TUCSON, Ariz. (KGUN) — A crew of eight people with a set of tools have been hard at work along the Santa Cruz River.
"This past summer we got funding from the Arizona Department of Forestry and Fire Management to create a project along a 7.2 mile stretch of the Santa Cruz River," said Tucson Audubon Society Director of Conservation and Research, Jonathan Horst.
That plan has finally been put to action. The Tucson Audubon Society, Northwest Fire District and Pima County Regional Flood Control are removing a number of invasive plant species that they said could fuel a future fire.
"It's a mixture of chemical and manual removal depending on what is most appropriate seasonally and for the specific plant," said Horst.

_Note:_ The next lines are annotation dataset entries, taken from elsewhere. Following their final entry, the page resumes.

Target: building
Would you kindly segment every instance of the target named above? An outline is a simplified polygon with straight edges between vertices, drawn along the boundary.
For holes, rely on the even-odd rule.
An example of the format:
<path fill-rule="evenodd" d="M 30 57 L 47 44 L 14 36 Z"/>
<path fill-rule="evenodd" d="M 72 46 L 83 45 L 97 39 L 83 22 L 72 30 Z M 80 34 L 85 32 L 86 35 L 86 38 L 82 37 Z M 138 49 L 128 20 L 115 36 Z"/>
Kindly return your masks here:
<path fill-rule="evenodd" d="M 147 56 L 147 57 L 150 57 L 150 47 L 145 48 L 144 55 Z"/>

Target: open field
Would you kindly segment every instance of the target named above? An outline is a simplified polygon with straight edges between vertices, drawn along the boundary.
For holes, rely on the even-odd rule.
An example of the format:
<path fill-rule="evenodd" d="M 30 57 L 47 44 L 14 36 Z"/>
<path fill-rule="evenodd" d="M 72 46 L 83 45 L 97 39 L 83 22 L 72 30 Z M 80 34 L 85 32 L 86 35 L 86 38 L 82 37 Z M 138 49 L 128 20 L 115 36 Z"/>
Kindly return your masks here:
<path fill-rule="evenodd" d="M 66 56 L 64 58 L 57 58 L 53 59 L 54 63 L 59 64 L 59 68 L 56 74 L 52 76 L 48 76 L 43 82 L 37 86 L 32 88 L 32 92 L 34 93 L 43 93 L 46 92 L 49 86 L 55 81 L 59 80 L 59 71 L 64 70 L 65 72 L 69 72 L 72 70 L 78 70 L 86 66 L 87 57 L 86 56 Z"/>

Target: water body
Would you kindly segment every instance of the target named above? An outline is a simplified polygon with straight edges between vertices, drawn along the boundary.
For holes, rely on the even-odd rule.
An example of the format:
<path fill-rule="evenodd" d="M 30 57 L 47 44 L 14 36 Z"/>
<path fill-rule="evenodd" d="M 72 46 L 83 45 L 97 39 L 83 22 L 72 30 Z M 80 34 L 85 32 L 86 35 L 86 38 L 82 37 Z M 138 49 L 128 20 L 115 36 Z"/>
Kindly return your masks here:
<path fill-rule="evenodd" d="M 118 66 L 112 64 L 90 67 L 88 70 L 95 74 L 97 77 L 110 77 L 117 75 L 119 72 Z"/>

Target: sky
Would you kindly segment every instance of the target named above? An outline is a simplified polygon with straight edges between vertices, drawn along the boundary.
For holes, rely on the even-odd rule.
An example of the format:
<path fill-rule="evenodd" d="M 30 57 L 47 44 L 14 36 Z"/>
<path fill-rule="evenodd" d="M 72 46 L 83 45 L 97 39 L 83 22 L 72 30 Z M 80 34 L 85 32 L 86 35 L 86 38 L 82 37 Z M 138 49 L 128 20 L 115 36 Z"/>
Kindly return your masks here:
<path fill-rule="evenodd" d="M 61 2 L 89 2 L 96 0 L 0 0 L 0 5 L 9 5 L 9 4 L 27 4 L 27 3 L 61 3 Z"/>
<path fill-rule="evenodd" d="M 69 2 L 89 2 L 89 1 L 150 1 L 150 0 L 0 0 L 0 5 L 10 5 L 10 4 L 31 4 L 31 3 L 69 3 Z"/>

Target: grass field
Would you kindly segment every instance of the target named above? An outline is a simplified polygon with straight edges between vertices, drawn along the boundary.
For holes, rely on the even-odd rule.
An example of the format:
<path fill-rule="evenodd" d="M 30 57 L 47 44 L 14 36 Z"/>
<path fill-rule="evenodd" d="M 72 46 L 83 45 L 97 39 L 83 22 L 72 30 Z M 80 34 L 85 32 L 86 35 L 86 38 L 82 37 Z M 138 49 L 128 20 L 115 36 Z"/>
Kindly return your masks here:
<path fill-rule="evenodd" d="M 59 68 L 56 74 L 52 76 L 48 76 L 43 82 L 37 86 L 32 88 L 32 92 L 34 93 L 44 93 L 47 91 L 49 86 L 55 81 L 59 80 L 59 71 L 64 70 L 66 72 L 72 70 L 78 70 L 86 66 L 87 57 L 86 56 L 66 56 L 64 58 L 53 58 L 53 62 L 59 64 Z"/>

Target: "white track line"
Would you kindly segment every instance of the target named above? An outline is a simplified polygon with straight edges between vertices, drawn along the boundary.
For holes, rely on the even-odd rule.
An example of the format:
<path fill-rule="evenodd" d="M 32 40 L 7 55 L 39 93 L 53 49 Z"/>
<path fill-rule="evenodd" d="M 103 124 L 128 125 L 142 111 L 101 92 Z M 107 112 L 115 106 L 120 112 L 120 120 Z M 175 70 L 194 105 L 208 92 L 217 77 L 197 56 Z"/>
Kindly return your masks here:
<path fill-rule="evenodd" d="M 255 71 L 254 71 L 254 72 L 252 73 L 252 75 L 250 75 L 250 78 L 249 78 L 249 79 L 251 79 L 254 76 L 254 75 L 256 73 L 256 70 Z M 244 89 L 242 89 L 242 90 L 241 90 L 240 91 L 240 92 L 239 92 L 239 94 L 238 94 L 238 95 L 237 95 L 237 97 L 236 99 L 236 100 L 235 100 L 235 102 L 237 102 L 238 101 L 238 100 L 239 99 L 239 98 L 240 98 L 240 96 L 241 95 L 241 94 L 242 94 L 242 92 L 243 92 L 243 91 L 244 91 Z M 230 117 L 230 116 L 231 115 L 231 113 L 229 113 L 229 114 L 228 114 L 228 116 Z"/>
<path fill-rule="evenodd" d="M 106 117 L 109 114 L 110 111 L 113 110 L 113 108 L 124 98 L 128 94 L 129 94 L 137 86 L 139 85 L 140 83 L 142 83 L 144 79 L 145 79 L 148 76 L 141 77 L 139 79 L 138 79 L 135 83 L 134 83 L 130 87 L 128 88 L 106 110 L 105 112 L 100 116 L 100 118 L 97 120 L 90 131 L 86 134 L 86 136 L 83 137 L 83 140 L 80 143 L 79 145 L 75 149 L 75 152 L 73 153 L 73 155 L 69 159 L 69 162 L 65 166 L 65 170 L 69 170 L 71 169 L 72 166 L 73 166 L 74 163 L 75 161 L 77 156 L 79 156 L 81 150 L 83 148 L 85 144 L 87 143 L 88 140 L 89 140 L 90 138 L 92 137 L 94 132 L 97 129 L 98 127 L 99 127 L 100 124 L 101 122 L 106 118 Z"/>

The project site stretches from Camino del Cerro in Tucson to Twin Peaks Road in Marana. The team is also creating 13 new fire breaks along the channel for further protection.
"A single fire could take out a big piece of that vegetation for an extended period of time," said Horst.
Protecting vegetation along the Santa Cruz River is a main motivator for the Tucson Audubon Society. Horst said vegetation along Southern Arizona rivers is critical for the survival of birds and other wildlife.
"We're making sure that the Santa Cruz River stays a really viable and integral part for wildlife linkages for various mammals moving up and down the river and making it from the Tucson Mountains, over and up the CDO and into the Catalinas," said Horst.
The Tucson Aubudon Society envisions wildlife thriving along the Santa Cruz River for years to come.
"We're doing work that has, not just the potential, but the high likelihood, of preventing a big piece of habitat loss in the near future," said Horst.
The "Corazon Sin Fuego," or "Heart Without Fire," project will continue for the next two years.